Ambassador of Central African Republic to the Republic of Congo
- In office 2004 – 5 February 2021
- President: François Bozizé Michel Djotodia Alexandre-Ferdinand Nguendet Catherine Samba-Panza Faustin-Archange Touadéra

Deputy Minister in charge of State Vehicles
- In office 1 January 1975 – 24 September 1975
- President: Jean-Bédel Bokassa

Personal details
- Born: 23 January 1946 Bangui, Ubangi-Shari (now the present-day Central African Republic)
- Died: 5 February 2021 (aged 75) La Rochelle, France
- Political party: MLPC PSD
- Children: 5
- Alma mater: École nationale d’administration Institut International d’administration Publique
- Occupation: Politician Diplomat Inspector

= Marie Charlotte Fayanga =

Central African politician

Marie Charlotte Fayanga (23 January 1946 – 5 February 2021) was a Central African diplomat and politician.
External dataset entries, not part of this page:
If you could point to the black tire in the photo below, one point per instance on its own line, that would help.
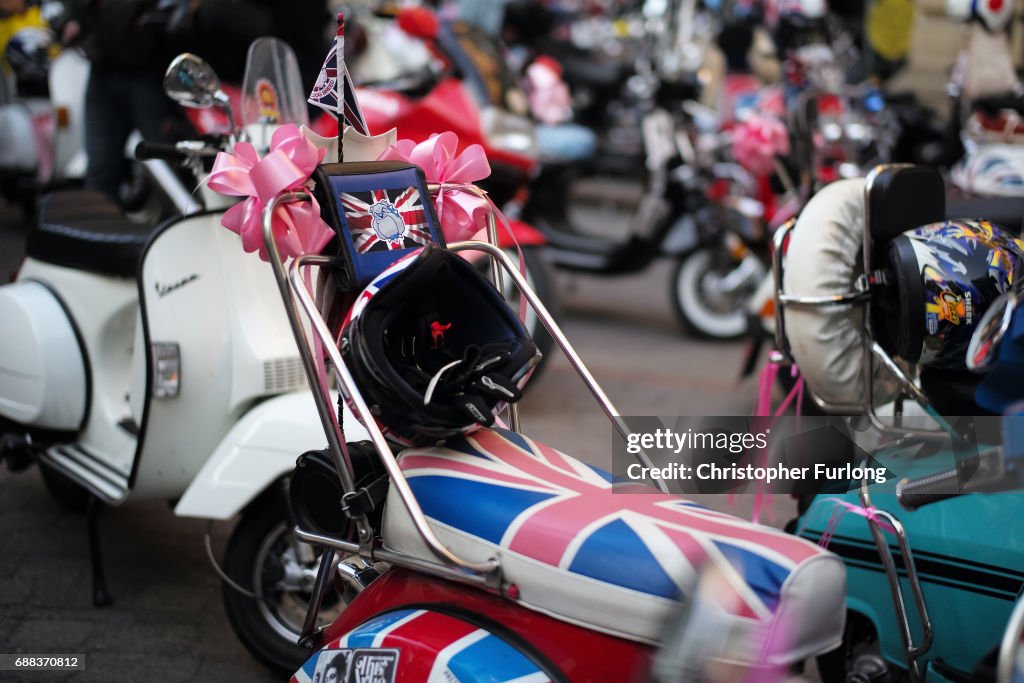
(65, 491)
(700, 309)
(542, 280)
(258, 547)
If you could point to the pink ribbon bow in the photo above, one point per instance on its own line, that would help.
(298, 227)
(757, 140)
(462, 215)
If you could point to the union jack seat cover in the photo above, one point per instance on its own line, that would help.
(615, 562)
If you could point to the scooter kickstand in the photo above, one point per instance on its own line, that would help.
(100, 596)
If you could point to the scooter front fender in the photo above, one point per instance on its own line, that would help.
(256, 452)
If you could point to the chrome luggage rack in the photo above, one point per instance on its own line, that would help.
(295, 295)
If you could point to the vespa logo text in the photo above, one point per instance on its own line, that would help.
(164, 290)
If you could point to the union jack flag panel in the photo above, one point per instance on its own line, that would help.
(384, 212)
(386, 219)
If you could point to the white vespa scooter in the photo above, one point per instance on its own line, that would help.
(141, 364)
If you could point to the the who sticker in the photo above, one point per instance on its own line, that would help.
(356, 666)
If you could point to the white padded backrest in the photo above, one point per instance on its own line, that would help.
(824, 257)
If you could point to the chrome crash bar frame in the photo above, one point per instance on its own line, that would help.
(485, 574)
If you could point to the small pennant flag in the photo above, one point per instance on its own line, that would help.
(334, 77)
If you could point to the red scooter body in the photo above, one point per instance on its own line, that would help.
(446, 613)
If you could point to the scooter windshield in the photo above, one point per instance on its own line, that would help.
(271, 89)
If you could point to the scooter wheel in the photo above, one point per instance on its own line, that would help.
(706, 301)
(263, 557)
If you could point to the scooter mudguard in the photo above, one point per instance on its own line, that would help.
(260, 449)
(45, 383)
(414, 645)
(969, 552)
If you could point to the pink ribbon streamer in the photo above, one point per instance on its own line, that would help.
(766, 382)
(298, 227)
(462, 214)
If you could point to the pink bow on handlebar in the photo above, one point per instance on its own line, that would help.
(757, 141)
(462, 215)
(298, 227)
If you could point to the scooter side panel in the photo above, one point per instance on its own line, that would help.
(184, 302)
(414, 645)
(222, 309)
(969, 552)
(574, 652)
(260, 449)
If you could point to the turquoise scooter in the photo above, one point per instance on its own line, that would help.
(935, 555)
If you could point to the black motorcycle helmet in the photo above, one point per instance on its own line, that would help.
(434, 349)
(940, 280)
(28, 54)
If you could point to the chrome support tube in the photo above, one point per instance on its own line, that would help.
(324, 575)
(911, 651)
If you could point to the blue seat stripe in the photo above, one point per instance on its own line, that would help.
(493, 509)
(764, 577)
(491, 658)
(598, 557)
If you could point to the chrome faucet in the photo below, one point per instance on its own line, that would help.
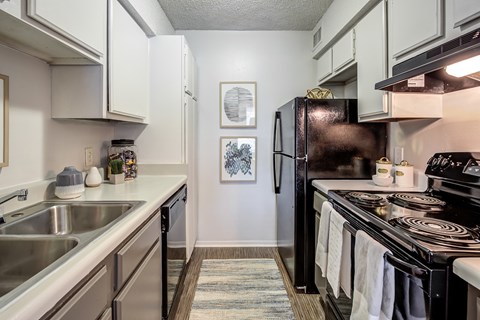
(20, 194)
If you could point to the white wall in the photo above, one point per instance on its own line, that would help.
(281, 64)
(458, 130)
(39, 146)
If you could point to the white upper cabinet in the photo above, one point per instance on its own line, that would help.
(465, 11)
(340, 17)
(189, 69)
(334, 65)
(128, 71)
(324, 65)
(117, 90)
(56, 31)
(344, 51)
(371, 53)
(69, 19)
(412, 24)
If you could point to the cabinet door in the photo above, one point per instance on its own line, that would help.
(191, 151)
(90, 301)
(324, 65)
(465, 11)
(344, 51)
(68, 19)
(128, 65)
(188, 70)
(413, 23)
(141, 298)
(371, 48)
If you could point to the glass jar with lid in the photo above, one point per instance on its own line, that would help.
(126, 150)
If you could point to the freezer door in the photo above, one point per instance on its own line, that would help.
(285, 135)
(290, 218)
(286, 213)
== Early life and education ==
Fayanga was born on 23 January 1946 in Bangui. She finished her primary and high school education, Lycée Pie XII, in Bangui. She studied at École nationale d’administration (ENA) in Bangui from 1966 to 1969 where she gained administrative certificate. Afterwards, she continued her education at Institut International d’administration Publique in Paris from 1969 to 1972.

== Career ==
Upon finishing her studies in Paris, she returned to the Central African Republic and worked as a central inspector of surface transportation at the Ministry of Transportation and Civil Aviation from 1972 to 1975. Bokassa appointed her as the Deputy Minister in charge of State Vehicles on 1 January 1975. However, she was dismissed on 24 September from the deputy ministerial position after protesting the removal of Louis Alazoula from the government. In February 1976, the government arrested Fayanga for being the relatives of one of the failed coup plotters, François Kossi. Nevertheless, she was released and served as the Secretary of State to the Presidency in charge of the Stabilization and equalization fund for agricultural products at the Council of the Central African Revolution on 4 September 1976.

Upon the downfall of the Bokassa regime, Fayanga became Patasse's follower and joined the MLPC party and became a member of its political bureau. She also served as the Director of Price control in 1982. However, she was arrested together with Lucienne Patassé and Agnes Mbaikoua in March 1982 following the failed coup attempt. She then left MLPC and joined PSD on 4 October 1991. Patasse appointed Fayanga as the transportation inspector in 1994. In the early 1990s, she was known for advocating multipartyism.

Under the Bozize administration, Fayanga became the Ambassador of the Central African Republic to the Republic of Congo in 2004 and was stationed in Brazzaville on 25 March 2005. She held the ambassadorial position until 2021.

== Death ==
Fayanga's health condition deteriorated on 31 January 2021, prompting her to be flown to Paris for intensive medical care. She died on 5 February 2021 in La Rochelle. Her body was flown and buried in Bangui on 25 February 2021. Her funeral was attended by Faustin-Archange Touadéra and Chargé d'Affaires of Equatorial Guinea Embassy in Bangui, Benjamin Obama Eworo Mangue.

== Personal life ==
Fayanga married twice. Her first husband was Mr. Aguide, and she had three children. Later she remarried to Louis Alazoula and the couple had two children.

== Awards ==
- , Commander Order of Merit - 1975.
- , Commander Order of Central African Merit - 1994.